Since then, I've tried to find ways to cure his wanderlust without terrifying the neighbors or having to make mad dashes up four flights of stairs. And plus, I don't actually want my cat to be living in a haze of mind-numbing boredom for his whole life. What seems to work best is a walk in the "purr-ambulator.  I put him in his harness and leash,  pop him into the laundry cart, attach the leash with a carabiner so he can't escape, and take him for a ramble through the woods. Yeah, that's right.  I'm the crazy lady who takes her cat for walks in a stroller.

I can't quite tell how he feels about these excursions. From his expressions it appears to be a mix of fear, over-stimulation, and extreme fascination. Kind of like a human on a roller coaster. But he usually doesn't try to escape, and he usually doesn't meow pathetically (unless I stop the cart for more than a few seconds). And usually for a few days afterwards he'll hop in the laundry cart when he sees he heading for the door and then glare at me expectantly. I take that as a sign that at least I'm not committing any sort of animal cruelty. And it does usually stop him from trying to bolt out the front door for a few days. 
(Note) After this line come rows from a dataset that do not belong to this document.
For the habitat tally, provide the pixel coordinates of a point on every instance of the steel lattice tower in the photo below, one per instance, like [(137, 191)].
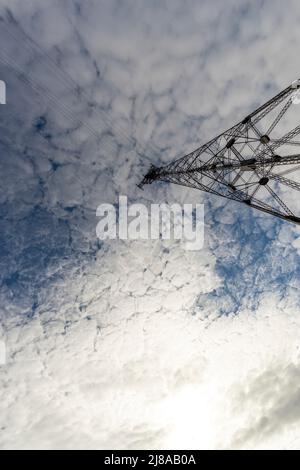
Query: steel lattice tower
[(249, 162)]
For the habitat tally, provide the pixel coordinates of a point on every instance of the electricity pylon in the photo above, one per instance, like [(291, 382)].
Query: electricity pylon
[(249, 162)]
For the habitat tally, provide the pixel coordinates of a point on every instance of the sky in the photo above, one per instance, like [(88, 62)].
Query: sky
[(121, 344)]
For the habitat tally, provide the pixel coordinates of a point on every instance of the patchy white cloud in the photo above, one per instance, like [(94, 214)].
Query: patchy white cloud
[(131, 344)]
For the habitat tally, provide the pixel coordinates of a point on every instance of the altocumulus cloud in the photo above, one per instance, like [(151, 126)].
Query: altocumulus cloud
[(130, 344)]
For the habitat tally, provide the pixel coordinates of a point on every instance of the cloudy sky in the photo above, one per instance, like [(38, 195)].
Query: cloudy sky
[(140, 344)]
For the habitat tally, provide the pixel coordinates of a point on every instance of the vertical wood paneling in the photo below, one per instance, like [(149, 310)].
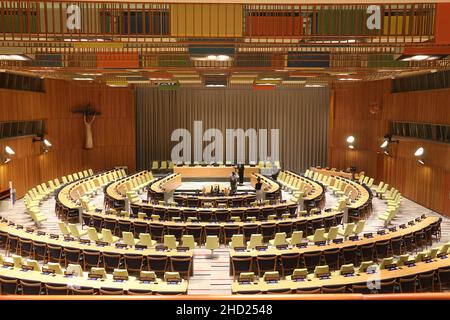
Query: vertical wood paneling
[(426, 184), (113, 132)]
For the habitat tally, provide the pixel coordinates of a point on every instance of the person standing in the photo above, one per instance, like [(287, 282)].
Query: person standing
[(233, 183), (241, 169)]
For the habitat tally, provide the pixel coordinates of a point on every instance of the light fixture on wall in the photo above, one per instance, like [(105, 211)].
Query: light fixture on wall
[(7, 154), (350, 141), (420, 155), (45, 143), (386, 143)]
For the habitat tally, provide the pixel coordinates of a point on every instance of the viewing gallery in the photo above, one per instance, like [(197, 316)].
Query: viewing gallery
[(215, 149)]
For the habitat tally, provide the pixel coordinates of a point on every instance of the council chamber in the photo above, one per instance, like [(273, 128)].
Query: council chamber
[(217, 149)]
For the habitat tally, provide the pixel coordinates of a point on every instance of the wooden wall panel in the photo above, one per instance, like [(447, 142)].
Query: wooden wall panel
[(354, 111), (113, 132)]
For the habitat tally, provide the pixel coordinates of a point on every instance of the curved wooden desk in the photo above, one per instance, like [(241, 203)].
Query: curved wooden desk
[(340, 280), (418, 226), (73, 282), (22, 233)]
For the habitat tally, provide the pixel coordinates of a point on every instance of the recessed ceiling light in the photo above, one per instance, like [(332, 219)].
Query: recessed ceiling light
[(13, 57)]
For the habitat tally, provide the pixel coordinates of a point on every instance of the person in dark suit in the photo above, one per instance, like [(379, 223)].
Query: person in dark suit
[(233, 183), (241, 169)]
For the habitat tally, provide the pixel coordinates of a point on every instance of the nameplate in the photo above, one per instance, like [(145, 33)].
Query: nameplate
[(298, 278), (120, 278), (27, 268), (348, 274), (161, 248), (410, 263), (147, 279), (391, 267), (48, 271)]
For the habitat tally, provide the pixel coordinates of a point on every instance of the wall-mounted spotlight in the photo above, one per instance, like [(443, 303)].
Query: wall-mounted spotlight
[(45, 144), (7, 154), (385, 145), (350, 140), (419, 154)]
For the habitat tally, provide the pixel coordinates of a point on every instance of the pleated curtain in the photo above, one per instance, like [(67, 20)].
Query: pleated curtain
[(300, 114)]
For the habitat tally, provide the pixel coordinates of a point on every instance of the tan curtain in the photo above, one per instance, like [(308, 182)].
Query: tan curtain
[(301, 115)]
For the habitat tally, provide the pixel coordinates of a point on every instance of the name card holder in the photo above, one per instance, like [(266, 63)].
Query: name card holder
[(161, 248), (324, 276), (94, 276), (27, 268), (120, 278), (47, 271)]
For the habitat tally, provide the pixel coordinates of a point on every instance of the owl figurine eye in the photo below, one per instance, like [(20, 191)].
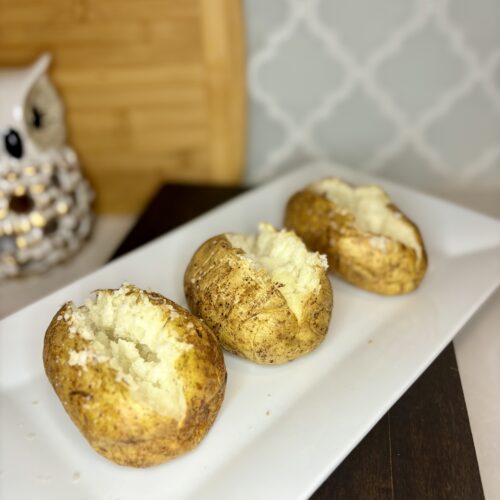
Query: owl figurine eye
[(45, 200), (36, 117), (44, 115)]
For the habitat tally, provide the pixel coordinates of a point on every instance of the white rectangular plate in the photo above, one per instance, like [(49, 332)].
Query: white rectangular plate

Today was a gorgeous day.  Almost like spring despite what the stupid groundhog said. So we went out to the golf course and watched people chase little white balls around for a while. Gilly seemed to sympathize but I wouldn't let him join in. And we watched the flocks of birds migrating back from warmer latitudes. And we watched the squirrels waking up from hibernating trying to figure out where they buried all those nuts last fall. And afterwards Gilly took an especially heavy nap on the recliner. But he didn't try to get out the front door when he woke up again.  

Sunday, February 1, 2015

Life Lessons I have learned from playing way too much Civ V

Like many nerds, I play way too much of a computer game called Civilization V. Its a history based game where you play as a leader of one of many global civilizations and you can win based on global domination, scientific prowess, diplomacy, or culture. I highly recommend it - its got a lot of educational value. Honest! *wink*

1) When attempting to take over the world, it is first necessary to have a first rate interstate highway system.

2) Nice Dictators finish last.

3) Mahatma Ghandi is a bastard.

4) Beware of Germans bearing gifts.

5) Never underestimate the power of Fertilizer.

6) Ignore scientific advancement at your own peril.

7) Chopping down all your forests to achieve your short term goals is a really bad idea.

8) Its all fun and games until someone completes the Manhattan Project.

9) Don't use the city states as resources. Unless you WANT to get into a fight with every other country in the world at the same time.

10) Distance, not fences, makes good neighbors.